Synthetic cannabis has been sold under the brand names Kronic, Spice, Kaos, Voodoo, Mango and Northern Lights and have a cannabis-like effect when smoked. It is known that they can impair a person's judgment, creating hazards when an affected person operates machinery or drives a vehicle. But more worryingly they say the products can be 10 times stronger than conventional marijuana and therefore carry an even higher risk of inducing paranoia and anxiety. While there is no reliable research into Kronic, experts have said it was known to contain high-potency cannabinoids, which can lead to schizophrenia.
Mr. Humphries said in his statement, “It is important to understand that these are not soft or recreational herbal products, they represent a real danger to an affected person's safety and wellbeing.” He added that he has discussed the matter with the state Attorney-General Greg Smith SC, who advised that the products could be banned under the NSW Drug Misuse and Trafficking Act. Therefore, they would be prohibited under the same category as cannabis, heroin and cocaine.

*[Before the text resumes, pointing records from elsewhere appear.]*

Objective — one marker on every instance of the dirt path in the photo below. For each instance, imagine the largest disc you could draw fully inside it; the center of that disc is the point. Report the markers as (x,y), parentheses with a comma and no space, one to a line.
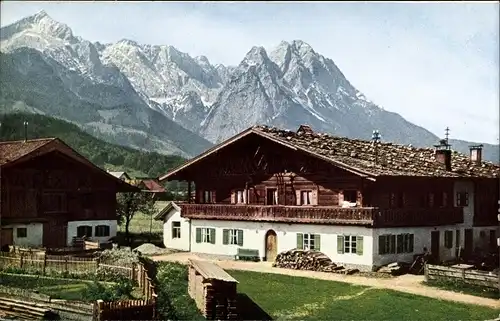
(405,283)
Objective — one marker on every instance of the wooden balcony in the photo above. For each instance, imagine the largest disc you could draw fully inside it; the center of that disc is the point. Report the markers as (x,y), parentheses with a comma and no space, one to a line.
(367,216)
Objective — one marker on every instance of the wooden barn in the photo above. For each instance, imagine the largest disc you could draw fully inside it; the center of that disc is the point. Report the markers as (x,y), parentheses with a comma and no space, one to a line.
(50,194)
(363,203)
(214,290)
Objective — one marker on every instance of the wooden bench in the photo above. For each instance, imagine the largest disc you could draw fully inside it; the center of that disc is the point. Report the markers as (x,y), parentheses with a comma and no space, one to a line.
(247,254)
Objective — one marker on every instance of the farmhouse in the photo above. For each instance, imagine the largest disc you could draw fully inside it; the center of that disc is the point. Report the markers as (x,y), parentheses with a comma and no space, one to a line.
(362,203)
(50,194)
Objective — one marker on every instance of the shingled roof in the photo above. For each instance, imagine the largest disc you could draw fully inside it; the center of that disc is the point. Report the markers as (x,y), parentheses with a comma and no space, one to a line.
(360,155)
(13,150)
(392,160)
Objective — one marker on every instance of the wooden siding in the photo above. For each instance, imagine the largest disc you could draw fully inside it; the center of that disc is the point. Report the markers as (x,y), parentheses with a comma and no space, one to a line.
(55,189)
(325,215)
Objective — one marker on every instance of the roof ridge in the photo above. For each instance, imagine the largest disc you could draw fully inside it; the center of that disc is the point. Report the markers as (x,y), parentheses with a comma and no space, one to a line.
(48,139)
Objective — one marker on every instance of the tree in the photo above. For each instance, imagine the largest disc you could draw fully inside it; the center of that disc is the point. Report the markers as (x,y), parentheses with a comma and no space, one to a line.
(129,204)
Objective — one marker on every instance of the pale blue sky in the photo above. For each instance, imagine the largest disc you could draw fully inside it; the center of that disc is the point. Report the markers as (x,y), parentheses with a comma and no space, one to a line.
(436,64)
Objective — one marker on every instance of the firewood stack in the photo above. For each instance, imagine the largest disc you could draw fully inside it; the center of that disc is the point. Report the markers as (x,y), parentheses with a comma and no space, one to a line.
(306,260)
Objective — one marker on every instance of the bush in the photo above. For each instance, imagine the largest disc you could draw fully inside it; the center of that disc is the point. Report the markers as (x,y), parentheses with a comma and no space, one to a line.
(174,302)
(98,291)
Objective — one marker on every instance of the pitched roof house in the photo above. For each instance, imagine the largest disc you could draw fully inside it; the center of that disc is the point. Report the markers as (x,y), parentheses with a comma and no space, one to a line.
(49,193)
(363,203)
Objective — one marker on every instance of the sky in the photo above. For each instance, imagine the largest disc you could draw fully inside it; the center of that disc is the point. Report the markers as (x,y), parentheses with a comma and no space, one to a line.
(436,64)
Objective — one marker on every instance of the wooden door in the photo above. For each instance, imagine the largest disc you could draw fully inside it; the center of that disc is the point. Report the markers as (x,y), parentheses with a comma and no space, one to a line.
(6,238)
(468,243)
(435,246)
(271,246)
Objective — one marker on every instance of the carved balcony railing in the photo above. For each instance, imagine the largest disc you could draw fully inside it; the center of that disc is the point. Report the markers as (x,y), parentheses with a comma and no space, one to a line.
(370,216)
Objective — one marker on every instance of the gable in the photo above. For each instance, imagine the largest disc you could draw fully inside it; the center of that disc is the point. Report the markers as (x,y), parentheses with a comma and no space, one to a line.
(253,153)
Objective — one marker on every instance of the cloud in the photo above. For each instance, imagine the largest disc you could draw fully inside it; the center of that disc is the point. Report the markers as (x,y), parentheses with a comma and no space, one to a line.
(436,64)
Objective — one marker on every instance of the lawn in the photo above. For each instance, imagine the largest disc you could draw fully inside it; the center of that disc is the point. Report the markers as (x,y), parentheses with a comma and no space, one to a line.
(67,289)
(285,298)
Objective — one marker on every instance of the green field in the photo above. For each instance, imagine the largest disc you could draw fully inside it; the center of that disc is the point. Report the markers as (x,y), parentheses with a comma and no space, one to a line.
(297,298)
(68,289)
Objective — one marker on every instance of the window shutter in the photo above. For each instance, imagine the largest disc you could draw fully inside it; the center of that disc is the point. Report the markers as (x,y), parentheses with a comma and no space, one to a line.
(381,245)
(392,248)
(340,244)
(198,235)
(212,235)
(300,241)
(399,243)
(317,242)
(359,245)
(341,198)
(240,237)
(314,197)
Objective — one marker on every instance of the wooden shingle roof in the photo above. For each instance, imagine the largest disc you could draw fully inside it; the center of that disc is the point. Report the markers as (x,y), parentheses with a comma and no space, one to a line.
(392,159)
(361,156)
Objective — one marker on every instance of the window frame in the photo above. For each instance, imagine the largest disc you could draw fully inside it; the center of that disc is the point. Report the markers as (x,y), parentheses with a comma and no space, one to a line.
(106,228)
(309,195)
(176,230)
(24,234)
(87,228)
(462,199)
(350,242)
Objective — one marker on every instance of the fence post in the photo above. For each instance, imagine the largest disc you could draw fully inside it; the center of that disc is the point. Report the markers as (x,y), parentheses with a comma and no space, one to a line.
(44,263)
(21,259)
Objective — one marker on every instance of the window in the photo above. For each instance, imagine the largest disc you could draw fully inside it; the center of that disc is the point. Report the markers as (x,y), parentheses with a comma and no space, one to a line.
(208,197)
(87,201)
(101,230)
(232,236)
(430,199)
(350,244)
(306,241)
(392,244)
(462,199)
(404,243)
(444,200)
(84,230)
(241,197)
(271,196)
(176,230)
(350,196)
(448,239)
(387,244)
(401,199)
(53,202)
(22,232)
(205,235)
(392,200)
(305,197)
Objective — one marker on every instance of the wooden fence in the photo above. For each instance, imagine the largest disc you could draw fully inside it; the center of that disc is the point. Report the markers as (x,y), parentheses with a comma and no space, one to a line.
(452,273)
(116,310)
(125,310)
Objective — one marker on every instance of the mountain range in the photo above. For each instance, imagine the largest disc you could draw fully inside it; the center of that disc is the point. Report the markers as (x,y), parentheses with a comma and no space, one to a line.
(156,97)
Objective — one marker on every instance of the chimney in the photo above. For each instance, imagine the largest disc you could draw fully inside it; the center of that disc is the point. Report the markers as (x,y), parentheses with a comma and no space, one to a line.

Sale of the products will be banned from July 1, with retailers required to arrange for destruction of any unsold quantities after that date. A ban on the use of synthetic cannabis will come into effect seven days later. Penalties for supplying the drug are expected to match those for cannabis.
Western Australia has recently banned the products with other states and territories announcing that they too are considering outlawing synthetic cannabis. South Australia followed suit soon afterwards, but gave no notice of its intentions because of concerns people would stockpile the drugs. Other states, including Queensland and Tasmania, have also indicated they intend to act soon to ban the products.